Department of Pharmaceutical Organic Chemistry, Faculty of Pharmacy, Cairo University, Cairo, Egypt.
Department of Biochemistry, Faculty of Pharmacy, Badr University in Cairo (BUC), Badr City, Cairo, Egypt.
Drug Dev Res. 2023 Aug;84(5):937-961. doi: 10.1002/ddr.22064. Epub 2023 Apr 17.
A series of 12 S-substituted tetrahydrobenzothienopyrimidines were designed and synthesized based on the donepezil scaffold. All the newly synthesized compounds were evaluated for their acetylcholinesterase (AChE) inhibitory activity and the most active compounds were tested for their butyrylcholinesterase (BuChE) inhibitory activity. Moreover, all the synthesized compounds were evaluated for their inhibitory effects against Aβ aggregation and antioxidant activity using the oxygen radical absorbance capacity method. Compounds 4b, 6b, and 8b displayed the most prominent AChE inhibitory action comparable to donepezil. Compound 6b showed the greatest AChE inhibitory action (IC = 0.07 ± 0.003 µM) and the most potent BuChE inhibitory action (IC = 0.059 ± 0.004 µM). Furthermore, the three compounds exhibited significant antioxidant activity. Compounds 6b and 8b exerted more inhibitory action on Aβ aggregation than donepezil. The cytotoxic activity of compounds 4b, 6b, and 8b against the WI-38 cell line in comparison with donepezil was examined using 3-(4,5-dimethylthiazolyl-2)-2,5-diphenyltetrazolium bromide assay. The results revealed that compounds 6b and 8b were less cytotixic than donepezil, while compound 4b showed nonsignificant cytotoxicity compared to donepezil. For more insights about the binding patterns of the most promising compounds (4b, 6b, and 8b) with the AChE at molecular levels; molecular docking and molecular dynamics simulations were performed. The density functional theory calculations and absorption, distribution, metabolism, excretion and toxicity properties were described as well. The results highlighted compound 6b, which incorporates a phenylpiperazine moiety coupled to a thienopyrimidone scaffold via two-atom spacer, to be a promising multifunctional therapeutic agent for the treatment of Alzheimer's disease. It is a potent dual AChE and BuChE inhibitor. Furthermore, it had stronger Aβ aggregation inhibitory action than donepezil. Additionally, compound 6b exerted significant antioxidant activity.

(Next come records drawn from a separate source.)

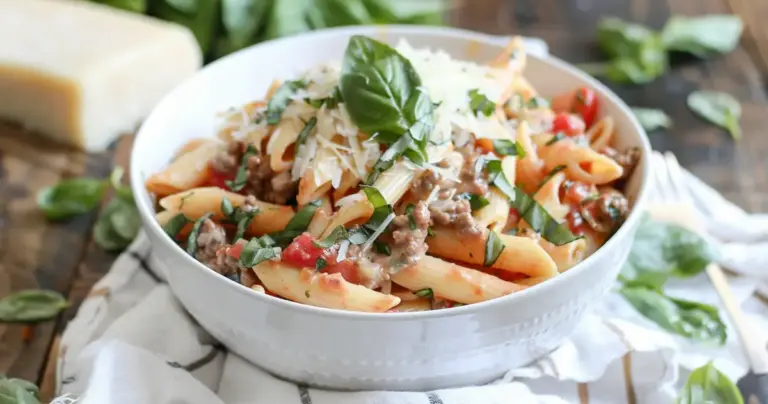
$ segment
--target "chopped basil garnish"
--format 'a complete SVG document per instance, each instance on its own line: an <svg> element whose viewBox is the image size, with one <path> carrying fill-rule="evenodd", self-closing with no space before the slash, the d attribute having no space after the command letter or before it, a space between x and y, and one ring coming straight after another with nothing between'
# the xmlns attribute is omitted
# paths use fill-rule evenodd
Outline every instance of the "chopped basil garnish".
<svg viewBox="0 0 768 404"><path fill-rule="evenodd" d="M552 146L553 144L565 139L567 136L565 136L565 133L563 132L557 132L555 133L555 136L552 136L552 139L549 139L546 143L547 146Z"/></svg>
<svg viewBox="0 0 768 404"><path fill-rule="evenodd" d="M252 210L250 212L243 212L244 214L238 218L236 221L237 223L237 230L235 231L235 235L232 237L232 242L236 242L237 240L240 240L245 236L245 231L248 230L248 227L251 225L251 220L253 220L253 217L256 216L259 211L258 210ZM237 216L237 212L234 216Z"/></svg>
<svg viewBox="0 0 768 404"><path fill-rule="evenodd" d="M163 225L163 231L171 236L172 239L176 239L176 235L179 234L187 223L189 223L189 219L183 213L177 213L168 223Z"/></svg>
<svg viewBox="0 0 768 404"><path fill-rule="evenodd" d="M482 195L477 194L471 194L469 192L464 192L459 195L457 195L459 199L466 199L469 201L469 206L472 208L472 211L476 211L478 209L482 209L486 206L488 206L491 202L488 201L488 199Z"/></svg>
<svg viewBox="0 0 768 404"><path fill-rule="evenodd" d="M309 297L310 297L310 296L311 296L311 295L309 294L309 290L305 290L305 291L304 291L304 297L306 297L307 299L309 299Z"/></svg>
<svg viewBox="0 0 768 404"><path fill-rule="evenodd" d="M373 214L363 227L373 232L376 231L376 229L384 223L387 216L392 213L392 206L387 203L387 200L384 199L381 192L374 187L363 187L363 193L365 193L365 196L368 198L368 202L373 205Z"/></svg>
<svg viewBox="0 0 768 404"><path fill-rule="evenodd" d="M525 150L520 143L507 139L496 139L493 141L493 148L500 156L518 156L525 158Z"/></svg>
<svg viewBox="0 0 768 404"><path fill-rule="evenodd" d="M318 271L318 272L322 271L327 266L328 266L328 261L326 261L324 258L318 258L315 261L315 271ZM309 296L307 296L307 297L309 297Z"/></svg>
<svg viewBox="0 0 768 404"><path fill-rule="evenodd" d="M526 108L549 108L549 101L547 101L546 98L543 97L532 97L528 102L526 103Z"/></svg>
<svg viewBox="0 0 768 404"><path fill-rule="evenodd" d="M229 198L226 196L221 199L221 213L226 217L230 217L235 213L235 208L232 207L232 202L230 202Z"/></svg>
<svg viewBox="0 0 768 404"><path fill-rule="evenodd" d="M427 236L434 237L435 231L432 229L432 226L427 227Z"/></svg>
<svg viewBox="0 0 768 404"><path fill-rule="evenodd" d="M501 252L504 251L506 246L501 241L499 235L495 231L488 233L488 240L485 241L485 258L483 259L483 266L489 267L499 259Z"/></svg>
<svg viewBox="0 0 768 404"><path fill-rule="evenodd" d="M206 213L200 219L197 219L195 225L192 226L192 231L189 232L189 237L187 238L187 254L193 257L195 256L195 253L197 252L197 236L200 235L200 227L202 227L203 222L210 219L212 216L213 213Z"/></svg>
<svg viewBox="0 0 768 404"><path fill-rule="evenodd" d="M342 101L343 99L341 98L341 90L339 90L338 86L334 87L331 95L326 98L320 98L317 100L311 100L309 98L304 99L304 102L315 108L320 108L325 105L325 107L328 109L336 108L336 106L338 106Z"/></svg>
<svg viewBox="0 0 768 404"><path fill-rule="evenodd" d="M304 102L311 105L313 108L320 108L323 106L323 103L325 103L325 98L320 98L316 100L305 98Z"/></svg>
<svg viewBox="0 0 768 404"><path fill-rule="evenodd" d="M233 272L231 274L224 275L224 277L229 279L232 282L241 283L240 282L240 271L236 271L236 272Z"/></svg>
<svg viewBox="0 0 768 404"><path fill-rule="evenodd" d="M496 104L489 100L485 94L480 94L476 88L469 90L469 109L475 114L481 113L485 116L491 116L496 110Z"/></svg>
<svg viewBox="0 0 768 404"><path fill-rule="evenodd" d="M225 181L229 189L237 192L245 187L245 184L248 182L248 158L257 155L258 153L259 151L256 150L253 145L248 145L248 148L245 149L245 153L243 153L243 158L240 160L240 167L237 169L235 179L233 181Z"/></svg>
<svg viewBox="0 0 768 404"><path fill-rule="evenodd" d="M254 237L243 246L238 264L244 268L252 268L266 260L277 257L278 250L275 241L269 236Z"/></svg>
<svg viewBox="0 0 768 404"><path fill-rule="evenodd" d="M426 297L427 299L431 299L435 295L434 292L432 292L432 288L419 289L413 292L413 294L418 297Z"/></svg>
<svg viewBox="0 0 768 404"><path fill-rule="evenodd" d="M384 254L387 257L392 255L392 250L389 248L389 245L386 243L382 243L381 241L374 241L373 246L376 247L376 252L379 254Z"/></svg>
<svg viewBox="0 0 768 404"><path fill-rule="evenodd" d="M320 248L329 248L341 240L349 240L351 244L360 245L368 240L368 236L358 230L347 231L344 226L337 226L326 238L312 243Z"/></svg>
<svg viewBox="0 0 768 404"><path fill-rule="evenodd" d="M296 145L301 146L304 144L304 142L307 141L307 138L309 137L309 132L312 131L312 129L317 125L317 118L312 117L309 121L307 121L307 124L304 125L304 128L299 132L299 137L296 138Z"/></svg>
<svg viewBox="0 0 768 404"><path fill-rule="evenodd" d="M405 207L405 214L408 215L408 227L411 228L411 230L416 230L416 220L413 218L413 210L416 209L416 205L409 203L408 206Z"/></svg>
<svg viewBox="0 0 768 404"><path fill-rule="evenodd" d="M531 228L540 233L545 240L554 245L563 245L581 238L574 235L567 225L558 223L530 195L510 184L501 169L501 161L489 161L486 164L486 170L488 171L488 181L509 198L510 205L517 209L520 217L525 219Z"/></svg>
<svg viewBox="0 0 768 404"><path fill-rule="evenodd" d="M55 318L68 306L67 299L53 290L21 290L0 299L0 323L46 321ZM7 402L15 403L16 401Z"/></svg>
<svg viewBox="0 0 768 404"><path fill-rule="evenodd" d="M519 231L520 231L520 229L518 229L517 227L513 227L513 228L507 230L506 232L504 232L504 234L506 234L508 236L517 236L517 233Z"/></svg>
<svg viewBox="0 0 768 404"><path fill-rule="evenodd" d="M44 188L37 205L50 220L64 220L90 212L104 196L109 184L96 178L73 178Z"/></svg>
<svg viewBox="0 0 768 404"><path fill-rule="evenodd" d="M392 167L392 165L395 164L395 160L402 156L406 150L412 147L413 143L413 139L410 137L401 136L400 139L389 146L389 148L387 148L381 157L379 157L379 160L376 161L376 164L373 165L371 172L368 173L368 177L365 179L365 185L372 185L374 182L376 182L376 180L379 178L379 175ZM425 159L426 158L422 159L421 161L414 161L414 163L421 164Z"/></svg>
<svg viewBox="0 0 768 404"><path fill-rule="evenodd" d="M277 125L280 122L280 117L283 115L283 111L291 103L291 98L296 92L302 88L307 88L307 84L303 81L286 81L283 83L272 98L269 99L267 104L267 123L270 125Z"/></svg>
<svg viewBox="0 0 768 404"><path fill-rule="evenodd" d="M278 244L288 244L293 239L304 233L309 227L309 222L312 221L312 216L315 215L315 211L322 205L322 202L318 199L308 203L291 218L283 231L272 233L271 236L278 241Z"/></svg>
<svg viewBox="0 0 768 404"><path fill-rule="evenodd" d="M549 182L549 180L551 180L552 177L555 176L555 174L557 174L557 173L559 173L560 171L563 171L563 170L565 170L565 166L562 165L562 164L559 165L559 166L556 166L555 168L553 168L552 171L550 171L549 174L547 174L547 176L544 177L543 180L541 180L541 182L539 183L539 187L536 189L536 192L539 192L541 187L543 187L547 182ZM534 194L536 192L534 192Z"/></svg>

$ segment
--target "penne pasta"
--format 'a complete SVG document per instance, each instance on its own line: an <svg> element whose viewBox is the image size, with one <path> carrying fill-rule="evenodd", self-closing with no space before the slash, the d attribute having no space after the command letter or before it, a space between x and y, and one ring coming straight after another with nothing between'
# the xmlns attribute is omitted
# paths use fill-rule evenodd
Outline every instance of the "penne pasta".
<svg viewBox="0 0 768 404"><path fill-rule="evenodd" d="M484 229L501 231L509 219L509 201L507 197L496 188L491 188L488 193L488 205L475 212L477 225Z"/></svg>
<svg viewBox="0 0 768 404"><path fill-rule="evenodd" d="M586 133L589 146L596 151L608 147L613 140L614 127L613 118L610 116L597 121Z"/></svg>
<svg viewBox="0 0 768 404"><path fill-rule="evenodd" d="M299 269L271 260L256 265L253 270L270 292L311 306L381 313L400 303L396 296L347 282L338 273Z"/></svg>
<svg viewBox="0 0 768 404"><path fill-rule="evenodd" d="M558 172L542 184L533 195L536 202L541 204L558 222L562 222L570 211L570 207L560 200L560 187L563 181L565 181L565 173Z"/></svg>
<svg viewBox="0 0 768 404"><path fill-rule="evenodd" d="M212 141L182 154L165 170L150 176L145 183L147 189L165 196L203 185L208 179L211 161L223 147L223 143Z"/></svg>
<svg viewBox="0 0 768 404"><path fill-rule="evenodd" d="M320 238L323 231L331 222L331 215L333 215L333 206L331 206L331 199L328 195L319 199L321 205L315 210L315 214L312 216L312 221L309 222L309 226L307 227L307 232L315 238Z"/></svg>
<svg viewBox="0 0 768 404"><path fill-rule="evenodd" d="M204 187L166 196L160 200L160 206L166 210L181 212L191 220L199 219L209 212L221 218L223 217L221 201L224 198L227 198L234 207L245 204L243 195L221 188ZM251 234L262 235L283 230L294 215L293 208L290 206L256 201L255 207L259 209L259 214L251 220L249 228Z"/></svg>
<svg viewBox="0 0 768 404"><path fill-rule="evenodd" d="M315 171L310 169L306 175L299 180L299 193L296 196L296 203L304 206L315 199L321 198L331 190L331 182L325 182L320 186L315 184Z"/></svg>
<svg viewBox="0 0 768 404"><path fill-rule="evenodd" d="M209 143L218 143L214 139L208 139L208 138L197 138L192 139L187 143L184 143L184 146L181 146L181 149L176 152L176 154L173 156L173 159L176 160L179 157L191 152L192 150L197 149L198 147L209 144Z"/></svg>
<svg viewBox="0 0 768 404"><path fill-rule="evenodd" d="M394 205L408 192L416 178L416 170L405 162L395 163L389 170L381 173L373 187L378 189L387 203Z"/></svg>
<svg viewBox="0 0 768 404"><path fill-rule="evenodd" d="M294 159L292 146L302 129L304 124L298 119L285 119L277 125L267 142L267 156L272 171L279 173L291 169Z"/></svg>
<svg viewBox="0 0 768 404"><path fill-rule="evenodd" d="M323 231L322 237L327 237L333 229L344 226L349 227L351 224L365 223L373 214L373 205L368 202L368 199L363 195L363 199L357 200L349 205L344 205L336 213L331 216L328 227Z"/></svg>
<svg viewBox="0 0 768 404"><path fill-rule="evenodd" d="M360 185L360 178L353 171L345 170L341 175L341 184L333 190L333 200L338 201L351 194L358 185Z"/></svg>
<svg viewBox="0 0 768 404"><path fill-rule="evenodd" d="M461 237L451 229L435 227L427 238L429 254L470 265L483 265L487 232L483 237ZM536 241L527 237L499 234L504 250L491 268L528 276L555 276L557 265Z"/></svg>
<svg viewBox="0 0 768 404"><path fill-rule="evenodd" d="M579 146L573 139L566 138L539 149L547 170L565 166L568 178L587 184L607 184L621 178L624 169L613 159Z"/></svg>
<svg viewBox="0 0 768 404"><path fill-rule="evenodd" d="M392 275L410 290L432 289L435 296L464 304L479 303L525 289L482 271L425 256L416 265Z"/></svg>
<svg viewBox="0 0 768 404"><path fill-rule="evenodd" d="M539 245L546 251L557 265L558 272L565 272L583 261L587 252L587 241L583 238L568 244L556 246L547 240L541 240Z"/></svg>

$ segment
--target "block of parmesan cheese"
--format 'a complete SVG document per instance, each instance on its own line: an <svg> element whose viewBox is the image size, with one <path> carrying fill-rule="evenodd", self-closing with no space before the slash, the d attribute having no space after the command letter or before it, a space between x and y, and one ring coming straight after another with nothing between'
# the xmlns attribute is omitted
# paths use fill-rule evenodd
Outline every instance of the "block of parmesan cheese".
<svg viewBox="0 0 768 404"><path fill-rule="evenodd" d="M192 33L77 0L0 0L0 119L99 151L200 68Z"/></svg>

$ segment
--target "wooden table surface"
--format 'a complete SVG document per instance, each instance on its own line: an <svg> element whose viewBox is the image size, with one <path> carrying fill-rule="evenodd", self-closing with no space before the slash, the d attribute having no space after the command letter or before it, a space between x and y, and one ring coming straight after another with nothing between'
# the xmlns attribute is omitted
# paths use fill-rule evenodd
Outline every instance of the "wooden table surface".
<svg viewBox="0 0 768 404"><path fill-rule="evenodd" d="M595 24L600 15L661 28L672 14L736 13L746 23L740 46L709 61L686 60L643 86L611 85L629 105L661 108L674 128L652 133L657 150L680 162L749 211L768 211L768 2L763 0L463 0L452 25L493 34L543 38L552 54L569 62L599 61ZM685 106L695 89L727 91L743 106L744 137L734 143L723 130ZM50 394L57 336L115 255L91 241L94 212L47 223L36 209L41 188L63 177L106 177L113 164L127 166L131 137L112 150L85 155L56 147L11 124L0 124L0 296L14 290L58 290L71 307L58 321L37 326L29 341L19 326L0 326L0 374L42 383Z"/></svg>

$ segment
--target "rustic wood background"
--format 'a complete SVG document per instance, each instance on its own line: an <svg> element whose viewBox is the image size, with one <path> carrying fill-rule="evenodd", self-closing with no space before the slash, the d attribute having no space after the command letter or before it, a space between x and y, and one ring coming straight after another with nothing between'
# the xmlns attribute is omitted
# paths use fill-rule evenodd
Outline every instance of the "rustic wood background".
<svg viewBox="0 0 768 404"><path fill-rule="evenodd" d="M463 0L450 22L494 34L541 37L554 55L581 63L602 59L595 44L601 15L661 28L672 14L711 13L736 13L744 19L747 27L734 52L709 61L675 60L670 73L649 85L611 87L628 104L661 108L673 118L673 129L650 134L656 149L673 151L685 167L745 209L766 211L765 0ZM741 142L734 143L725 131L686 108L685 98L694 89L727 91L742 102ZM106 177L113 164L127 166L131 142L131 136L124 136L108 152L85 155L0 123L0 296L46 288L68 295L72 304L58 321L38 326L27 341L19 326L0 326L0 374L37 381L50 394L57 336L115 259L91 241L96 212L48 223L36 209L37 192L64 177Z"/></svg>

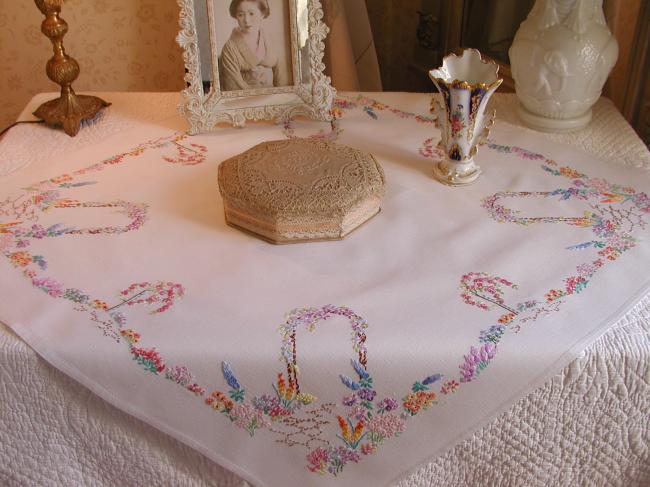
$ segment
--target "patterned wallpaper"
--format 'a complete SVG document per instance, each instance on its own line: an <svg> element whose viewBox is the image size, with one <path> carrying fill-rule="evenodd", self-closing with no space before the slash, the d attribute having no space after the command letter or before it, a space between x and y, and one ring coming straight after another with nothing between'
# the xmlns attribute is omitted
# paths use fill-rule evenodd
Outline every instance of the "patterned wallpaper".
<svg viewBox="0 0 650 487"><path fill-rule="evenodd" d="M180 91L183 60L175 42L176 0L68 0L66 52L81 66L76 91ZM52 56L40 30L45 17L32 0L2 1L0 8L0 129L29 99L58 91L45 74Z"/></svg>

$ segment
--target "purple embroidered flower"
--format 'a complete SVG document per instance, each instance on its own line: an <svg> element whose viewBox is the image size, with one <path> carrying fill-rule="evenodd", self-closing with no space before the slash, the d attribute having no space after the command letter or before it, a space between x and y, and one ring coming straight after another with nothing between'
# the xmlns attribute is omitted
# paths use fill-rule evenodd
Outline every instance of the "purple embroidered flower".
<svg viewBox="0 0 650 487"><path fill-rule="evenodd" d="M350 412L350 417L356 421L365 421L368 419L368 410L363 406L354 406Z"/></svg>
<svg viewBox="0 0 650 487"><path fill-rule="evenodd" d="M479 341L481 343L499 343L501 337L506 332L506 327L504 325L492 325L487 330L481 330L479 335Z"/></svg>
<svg viewBox="0 0 650 487"><path fill-rule="evenodd" d="M362 399L364 401L372 401L375 399L377 393L372 389L361 389L359 392L357 392L357 395L359 396L359 399Z"/></svg>
<svg viewBox="0 0 650 487"><path fill-rule="evenodd" d="M113 318L113 320L115 320L115 323L117 323L119 326L126 325L126 316L124 316L124 313L115 311L111 313L111 318Z"/></svg>
<svg viewBox="0 0 650 487"><path fill-rule="evenodd" d="M32 225L32 237L41 239L47 235L47 230L41 225Z"/></svg>
<svg viewBox="0 0 650 487"><path fill-rule="evenodd" d="M338 459L340 459L341 463L344 465L348 462L357 463L360 459L360 456L357 452L343 446L339 446L336 450L334 450L332 457L338 457Z"/></svg>
<svg viewBox="0 0 650 487"><path fill-rule="evenodd" d="M44 277L40 279L34 278L32 279L32 284L40 290L45 291L53 298L60 298L65 294L65 291L63 290L63 284L55 281L50 277Z"/></svg>
<svg viewBox="0 0 650 487"><path fill-rule="evenodd" d="M350 394L349 396L343 398L344 406L354 406L356 403L357 403L357 396L354 394Z"/></svg>
<svg viewBox="0 0 650 487"><path fill-rule="evenodd" d="M343 467L349 463L359 463L361 456L344 446L339 446L338 448L333 448L329 452L329 466L327 471L332 475L336 475L343 470Z"/></svg>
<svg viewBox="0 0 650 487"><path fill-rule="evenodd" d="M383 411L394 411L399 407L399 403L392 397L387 397L382 399L381 402L377 405L380 412Z"/></svg>
<svg viewBox="0 0 650 487"><path fill-rule="evenodd" d="M280 401L277 397L270 394L262 394L261 396L253 398L253 406L262 411L264 414L269 414L272 410L280 408Z"/></svg>
<svg viewBox="0 0 650 487"><path fill-rule="evenodd" d="M496 356L497 347L493 343L486 343L480 348L471 347L469 354L465 355L465 362L458 366L462 375L461 382L470 382L490 361Z"/></svg>

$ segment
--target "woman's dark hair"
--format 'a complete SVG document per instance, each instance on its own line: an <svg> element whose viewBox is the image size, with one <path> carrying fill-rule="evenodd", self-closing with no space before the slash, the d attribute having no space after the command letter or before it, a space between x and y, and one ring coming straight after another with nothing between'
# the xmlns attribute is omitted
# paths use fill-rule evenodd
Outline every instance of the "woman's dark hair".
<svg viewBox="0 0 650 487"><path fill-rule="evenodd" d="M267 18L271 13L268 0L232 0L230 2L230 16L234 19L237 17L237 8L243 2L257 2L257 6L262 12L262 18Z"/></svg>

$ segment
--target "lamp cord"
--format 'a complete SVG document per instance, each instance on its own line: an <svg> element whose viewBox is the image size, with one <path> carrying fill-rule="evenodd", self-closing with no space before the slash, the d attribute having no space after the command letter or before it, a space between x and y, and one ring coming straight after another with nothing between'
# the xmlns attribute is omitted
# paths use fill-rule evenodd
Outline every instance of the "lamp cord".
<svg viewBox="0 0 650 487"><path fill-rule="evenodd" d="M44 122L45 120L21 120L18 122L14 122L8 127L3 128L2 131L0 131L0 137L2 137L6 132L9 132L10 129L14 128L16 125L19 125L21 123L44 123Z"/></svg>

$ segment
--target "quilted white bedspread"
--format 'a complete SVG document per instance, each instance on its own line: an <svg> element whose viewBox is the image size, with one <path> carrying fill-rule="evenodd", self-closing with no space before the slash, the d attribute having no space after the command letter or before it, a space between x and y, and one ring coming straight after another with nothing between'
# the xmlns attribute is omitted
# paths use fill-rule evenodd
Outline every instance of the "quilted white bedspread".
<svg viewBox="0 0 650 487"><path fill-rule="evenodd" d="M10 132L0 141L0 175L129 129L135 118L163 120L178 101L177 94L100 96L114 109L75 139L40 126ZM515 102L514 95L495 97L500 120L517 123ZM650 171L650 153L607 100L597 104L588 129L549 137ZM248 485L108 405L2 324L0 376L2 486ZM398 485L648 486L649 425L646 297L561 374Z"/></svg>

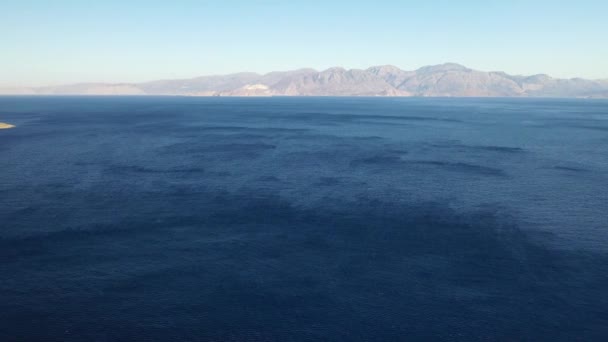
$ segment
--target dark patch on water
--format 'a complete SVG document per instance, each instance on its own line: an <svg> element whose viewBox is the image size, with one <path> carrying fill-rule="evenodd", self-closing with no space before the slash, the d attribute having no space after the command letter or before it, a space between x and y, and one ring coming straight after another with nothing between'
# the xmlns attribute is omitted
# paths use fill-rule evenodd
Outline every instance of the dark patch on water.
<svg viewBox="0 0 608 342"><path fill-rule="evenodd" d="M506 146L469 146L472 149L479 149L484 151L502 152L502 153L522 153L523 148L519 147L506 147Z"/></svg>
<svg viewBox="0 0 608 342"><path fill-rule="evenodd" d="M398 155L379 155L379 156L371 156L362 159L355 159L351 162L352 166L359 165L386 165L386 166L394 166L399 164L405 164L405 161L401 159Z"/></svg>
<svg viewBox="0 0 608 342"><path fill-rule="evenodd" d="M589 170L587 169L583 169L580 167L572 167L572 166L554 166L553 169L555 170L561 170L561 171L571 171L571 172L588 172Z"/></svg>
<svg viewBox="0 0 608 342"><path fill-rule="evenodd" d="M262 176L258 178L261 182L280 182L281 180L275 176Z"/></svg>
<svg viewBox="0 0 608 342"><path fill-rule="evenodd" d="M478 151L478 152L497 152L505 154L519 154L526 152L521 147L493 146L493 145L467 145L460 141L445 141L441 143L429 144L433 148L451 149L459 151Z"/></svg>
<svg viewBox="0 0 608 342"><path fill-rule="evenodd" d="M411 167L415 166L429 166L435 167L444 171L454 171L454 172L463 172L463 173L477 173L481 175L487 176L505 176L505 172L501 169L497 169L494 167L469 164L464 162L446 162L446 161L437 161L437 160L408 160L403 159L399 155L392 154L384 154L371 156L362 159L355 159L350 163L353 167L358 166L382 166L387 167L387 170L394 170L395 167L401 167L406 169L411 169Z"/></svg>
<svg viewBox="0 0 608 342"><path fill-rule="evenodd" d="M408 160L407 163L415 164L415 165L429 165L436 166L443 170L448 171L457 171L457 172L465 172L465 173L478 173L482 175L489 176L505 176L505 172L501 169L497 169L494 167L475 165L463 162L445 162L445 161L437 161L437 160Z"/></svg>
<svg viewBox="0 0 608 342"><path fill-rule="evenodd" d="M320 177L319 180L315 183L317 186L336 186L339 185L340 178L337 177Z"/></svg>
<svg viewBox="0 0 608 342"><path fill-rule="evenodd" d="M444 117L428 117L428 116L412 116L412 115L366 115L366 114L346 114L346 113L336 113L336 114L327 114L327 113L297 113L289 115L287 118L290 121L311 121L314 123L317 122L335 122L340 123L344 121L351 122L368 122L368 123L383 123L383 121L440 121L440 122L451 122L451 123L459 123L461 120L454 118L444 118Z"/></svg>
<svg viewBox="0 0 608 342"><path fill-rule="evenodd" d="M280 128L280 127L246 127L246 126L201 126L191 127L194 130L201 131L225 131L225 132L239 132L239 131L257 131L262 133L305 133L310 130L303 128Z"/></svg>
<svg viewBox="0 0 608 342"><path fill-rule="evenodd" d="M590 129L594 131L608 132L608 126L574 126L576 128Z"/></svg>
<svg viewBox="0 0 608 342"><path fill-rule="evenodd" d="M206 152L259 152L265 150L274 150L275 145L270 144L218 144L211 145L206 148Z"/></svg>
<svg viewBox="0 0 608 342"><path fill-rule="evenodd" d="M152 173L152 174L170 174L170 173L181 173L181 174L200 174L204 173L205 169L193 167L193 168L171 168L171 169L157 169L151 167L143 167L137 165L115 165L108 168L109 172L112 173Z"/></svg>

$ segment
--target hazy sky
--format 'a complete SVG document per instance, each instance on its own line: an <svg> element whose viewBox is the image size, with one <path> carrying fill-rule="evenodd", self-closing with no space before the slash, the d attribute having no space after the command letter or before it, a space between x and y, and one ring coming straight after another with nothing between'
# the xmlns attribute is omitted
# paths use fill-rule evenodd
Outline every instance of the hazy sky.
<svg viewBox="0 0 608 342"><path fill-rule="evenodd" d="M608 78L608 1L0 0L0 85L443 62Z"/></svg>

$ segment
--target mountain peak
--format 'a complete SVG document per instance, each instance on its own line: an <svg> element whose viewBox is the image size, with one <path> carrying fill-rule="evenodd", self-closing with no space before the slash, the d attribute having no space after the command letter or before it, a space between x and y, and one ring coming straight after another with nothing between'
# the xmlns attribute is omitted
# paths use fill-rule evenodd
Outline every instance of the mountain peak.
<svg viewBox="0 0 608 342"><path fill-rule="evenodd" d="M367 68L367 71L369 72L373 72L376 74L380 74L380 73L394 73L394 72L401 72L403 70L401 70L400 68L391 65L391 64L386 64L386 65L376 65L370 68Z"/></svg>
<svg viewBox="0 0 608 342"><path fill-rule="evenodd" d="M418 69L418 72L447 72L447 71L470 71L471 69L460 65L458 63L443 63L437 65L430 65Z"/></svg>
<svg viewBox="0 0 608 342"><path fill-rule="evenodd" d="M347 70L343 67L331 67L326 70L323 70L323 73L333 73L333 72L346 72Z"/></svg>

基于多奈哌齐骨架,我们设计并合成了一系列 12 个 S-取代的四氢苯并噻吩并嘧啶类化合物。所有新合成的化合物均进行了乙酰胆碱酯酶(AChE)抑制活性评估,最具活性的化合物还进行了丁酰胆碱酯酶(BuChE)抑制活性测试。此外,所有合成的化合物均通过氧自由基吸收能力法评估了它们对 Aβ 聚集的抑制作用和抗氧化活性。化合物 4b、6b 和 8b 表现出与多奈哌齐相当的最显著的 AChE 抑制作用。化合物 6b 表现出最强的 AChE 抑制作用(IC = 0.07 ± 0.003 µM)和最强的 BuChE 抑制作用(IC = 0.059 ± 0.004 µM)。此外,这三种化合物均表现出显著的抗氧化活性。化合物 6b 和 8b 对 Aβ 聚集的抑制作用强于多奈哌齐。通过 3-(4,5-二甲基噻唑基-2)-2,5-二苯基四氮唑溴盐测定法,比较了化合物 4b、6b 和 8b 对 WI-38 细胞系的细胞毒性与多奈哌齐的作用。结果表明,化合物 6b 和 8b 比多奈哌齐的细胞毒性小,而化合物 4b 与多奈哌齐相比无显著细胞毒性。为了更深入地了解最有前途的化合物(4b、6b 和 8b)与 AChE 在分子水平上的结合模式,进行了分子对接和分子动力学模拟。此外,还描述了密度泛函理论计算和吸收、分布、代谢、排泄和毒性特性。结果突出了化合物 6b,它将一个苯哌嗪部分与噻吩并嘧啶酮骨架通过两个原子间隔物连接起来,是一种有前途的多功能治疗阿尔茨海默病的药物。它是一种有效的双重 AChE 和 BuChE 抑制剂。此外,它对 Aβ 聚集的抑制作用强于多奈哌齐。此外,化合物 6b 表现出显著的抗氧化活性。